Dirty As Boolean ' true if this RemoteSign has been edited in the UI and needs to be saved

Typical structure of clock settings:

Analog As Boolean ' analog or digital?
H24 As Boolean ' 24 hour or not
FaceColor As Long
HandColor As Long
TickColor As Long
SecondHandColor As Long
SecondHand As Boolean ' show second hand or not
Size As Integer ' screen rows
Speed As Byte ' fast speed. zero or 1 = real time. 2 = 2x etc.
StartTime As Date ' a time value to force into the clock

Hopefully your software provides the events and hooks needed to know when to update the status of a track in a station.


My layout software also has what I call events - these can be almost any sort of action that can be triggered by various things.
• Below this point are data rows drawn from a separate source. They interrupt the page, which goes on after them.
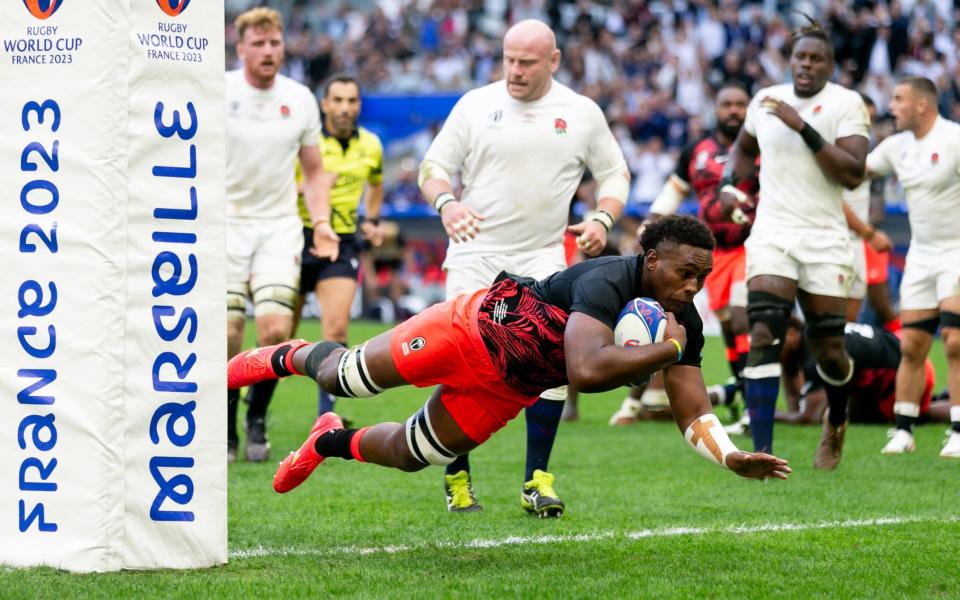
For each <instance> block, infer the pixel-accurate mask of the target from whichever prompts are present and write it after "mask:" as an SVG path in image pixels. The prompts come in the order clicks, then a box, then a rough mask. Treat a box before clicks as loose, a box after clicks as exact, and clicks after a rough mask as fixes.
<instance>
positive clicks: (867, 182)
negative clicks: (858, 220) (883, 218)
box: [843, 179, 870, 239]
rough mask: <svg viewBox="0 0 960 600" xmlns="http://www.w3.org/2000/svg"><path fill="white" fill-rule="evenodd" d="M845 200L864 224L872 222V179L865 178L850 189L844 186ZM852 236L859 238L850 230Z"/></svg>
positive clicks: (850, 236) (858, 217) (844, 194)
mask: <svg viewBox="0 0 960 600" xmlns="http://www.w3.org/2000/svg"><path fill="white" fill-rule="evenodd" d="M843 201H844V202H846V203H847V206H849V207H850V210H852V211H853V214H855V215H857V218H858V219H860V221H862V222H863V224H864V225H869V224H870V180H869V179H865V180H864V181H863V183H861V184H860V185H858V186H857V187H855V188H853V189H852V190H848V189H846V188H843ZM850 237H851V238H858V239H859V237H860V236H859V235H857V234H856V233H854V232H853V230H852V229H851V230H850Z"/></svg>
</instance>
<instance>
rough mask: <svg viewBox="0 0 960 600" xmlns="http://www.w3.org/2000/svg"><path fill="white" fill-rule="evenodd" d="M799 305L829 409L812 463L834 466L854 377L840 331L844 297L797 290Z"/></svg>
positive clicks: (807, 339) (842, 337)
mask: <svg viewBox="0 0 960 600" xmlns="http://www.w3.org/2000/svg"><path fill="white" fill-rule="evenodd" d="M798 299H799V300H800V307H801V308H802V309H803V314H804V316H805V317H806V321H807V329H806V331H807V340H808V344H809V346H810V351H811V352H812V353H813V356H814V358H815V359H816V361H817V371H818V372H819V374H820V379H821V380H822V381H823V389H824V391H825V392H826V394H827V404H828V405H829V409H828V410H827V413H826V415H825V416H824V419H823V432H822V434H821V436H820V445H819V446H818V447H817V453H816V456H815V458H814V467H815V468H818V469H835V468H836V467H837V465H838V464H840V454H841V451H842V450H843V440H844V436H845V434H846V429H847V404H848V402H849V396H850V393H849V390H848V389H847V384H848V383H849V382H850V379H851V378H852V377H853V359H852V358H850V355H849V354H847V350H846V348H845V346H844V341H843V334H844V327H845V325H846V315H845V312H846V307H847V299H846V298H837V297H833V296H822V295H819V294H810V293H808V292H804V291H803V290H801V291H800V293H799V295H798Z"/></svg>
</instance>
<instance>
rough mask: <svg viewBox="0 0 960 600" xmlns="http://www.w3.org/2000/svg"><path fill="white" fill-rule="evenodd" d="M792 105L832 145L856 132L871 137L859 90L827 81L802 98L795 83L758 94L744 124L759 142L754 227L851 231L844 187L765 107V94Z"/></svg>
mask: <svg viewBox="0 0 960 600" xmlns="http://www.w3.org/2000/svg"><path fill="white" fill-rule="evenodd" d="M768 96H769V97H773V98H777V99H779V100H782V101H784V102H786V103H787V104H789V105H790V106H792V107H793V108H794V109H795V110H796V111H797V112H798V113H799V114H800V116H801V117H802V118H803V120H804V121H806V122H807V123H809V124H810V126H811V127H813V128H814V129H816V130H817V132H818V133H819V134H820V135H821V136H822V137H823V139H824V140H825V141H827V142H829V143H831V144H833V143H835V142H836V141H837V140H838V139H839V138H844V137H849V136H852V135H860V136H863V137H868V136H869V130H870V115H869V114H867V108H866V106H865V105H864V104H863V100H862V99H861V98H860V95H859V94H857V93H856V92H853V91H851V90H848V89H846V88H844V87H843V86H839V85H836V84H834V83H829V82H828V83H827V84H826V85H825V86H824V87H823V89H822V90H820V92H819V93H817V94H816V95H815V96H811V97H810V98H800V97H798V96H797V95H796V94H794V92H793V84H782V85H775V86H771V87H768V88H765V89H763V90H760V91H759V92H757V94H756V95H755V96H754V97H753V100H751V102H750V106H749V107H748V108H747V118H746V120H745V121H744V124H743V127H744V129H745V130H746V132H747V133H749V134H750V135H752V136H754V137H755V138H757V141H758V143H759V146H760V154H761V159H760V160H761V162H762V164H763V168H761V169H760V203H759V206H758V207H757V218H756V221H755V222H754V225H753V231H758V230H761V229H773V230H788V231H789V230H796V229H806V230H819V231H835V232H843V233H846V231H847V229H848V228H847V222H846V219H844V216H843V209H842V205H841V203H842V202H843V189H844V188H843V186H842V185H840V184H839V183H838V182H836V181H834V180H833V179H831V178H830V177H828V176H827V174H826V173H824V172H823V170H822V169H821V168H820V166H819V165H818V164H817V162H816V159H815V158H814V155H813V152H811V150H810V149H809V148H808V147H807V145H806V144H805V143H804V142H803V139H802V138H801V137H800V134H799V133H798V132H796V131H794V130H792V129H790V128H789V127H787V126H786V125H784V123H783V121H781V120H780V118H779V117H777V116H776V115H772V114H768V113H767V109H766V108H764V107H763V106H762V105H761V101H762V100H763V99H764V98H766V97H768Z"/></svg>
For example I can play a sound effect, start a route, etc. I also allow RemoteSign events to be defined, so the user can enter any RemoteSign commands they like, for example, if someone wants to display a welcome message for their club they can enter a {SCROLL} command with their desired row number and text. I provide buttons to insert DC1 and DC2 characters. I also allow multiple lines to be defined in a single event, using \r to indicate the line breaks. Before sending any commands to a RemoteSign I replace " \r " with carriage returns. This could be an unsophisticated way of allowing people to define screens that get triggered by other events. This feature allows people to create sound players allowing sound effects to be played on demand (using {PLAY} command)!